Öte yandan Instagram'daki bu değişiklik kullanıcıların tepkisini çekiyor. Kim Kardashian ve Kyle Jenner gibi ünlü isimler de dahil olmak üzere birçok kullanıcıdan eleştiri alan Instagram, kısa süre önce bu özelliklerden geri adım attı.

Jenner, "TikTok olmaya çalışmayın, yalnızca arkadaşlarımın güzel fotoğraflarını görmek istiyorum" demiş ve birçok kullanıcı ona hak vermişti.

"Çin, ABD'lileri gözetliyor"

Uygulama sosyal medya kullanıcıları arasında bir çılgınlık gibi yayılsa da ABD'li siyasetçiler, Çin'in TikTok'u kendi propagandasını yapmak için kullandığını savunuyor.

ABD'li yazar Gordon Chang, "TikTok, burada uyuşturucu kullanımını teşvik ediyor. Pekin'in Amerikalıların inanmasını istediği her türlü şeyi öne çıkarıyor. Çin'de ise durum çok farklı" ifadelerini kullanıyor.

Çin'in Yaklaşan Çöküşü (The Coming Collapse of China) kitabının yazarı olan Chang, Çin'in 2011'de çökeceğini iddia etmişti.

Fox News'e konuşan yazar, "Çin'in TikTok'u gizlice ve yasadışı bir şekilde Amerikalılar hakkında bilgi edinmek için kullandığına inanıyoruz" diyor.

Çin'de TikTok'un "Douyin" adlı bir versiyonu kullanılıyor. ByteDance ve Douyin de dahil olmak üzere 30 Çinli teknoloji devi, ağustos ayında algoritmalarını Çin Siber Uzay İdaresi'ne açmak zorunda kalmıştı.

Zira Çin'deki yasalar, algoritma verilerinin hükümetle paylaşılmasını gerektiriyor.

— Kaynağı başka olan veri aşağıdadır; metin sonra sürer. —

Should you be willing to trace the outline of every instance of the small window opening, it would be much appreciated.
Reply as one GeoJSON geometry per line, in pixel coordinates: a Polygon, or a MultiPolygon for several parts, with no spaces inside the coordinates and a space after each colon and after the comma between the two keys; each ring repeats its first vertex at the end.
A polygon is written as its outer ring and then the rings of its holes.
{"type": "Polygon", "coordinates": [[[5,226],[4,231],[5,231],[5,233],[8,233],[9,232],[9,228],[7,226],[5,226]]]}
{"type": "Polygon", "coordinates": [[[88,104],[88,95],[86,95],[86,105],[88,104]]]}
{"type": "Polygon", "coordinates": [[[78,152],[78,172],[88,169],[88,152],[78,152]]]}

ABD Senatörü Marsha Blackburn'ün özel kalemi Chuck Flint, TikTok algoritmalarının "çok hain amaçlar" için kullanıldığını iddia ediyor:

Douyin algoritma verilerini paylaşıyor. Bu yüzden TikTok'un da muhtemelen paylaştığını düşünüyoruz.

TikTok temsilcileri ise bu iddiaları yalanlıyor ve uygulamanın, ABD'lileri gözetlemek için kullanılmadığını söylüyor.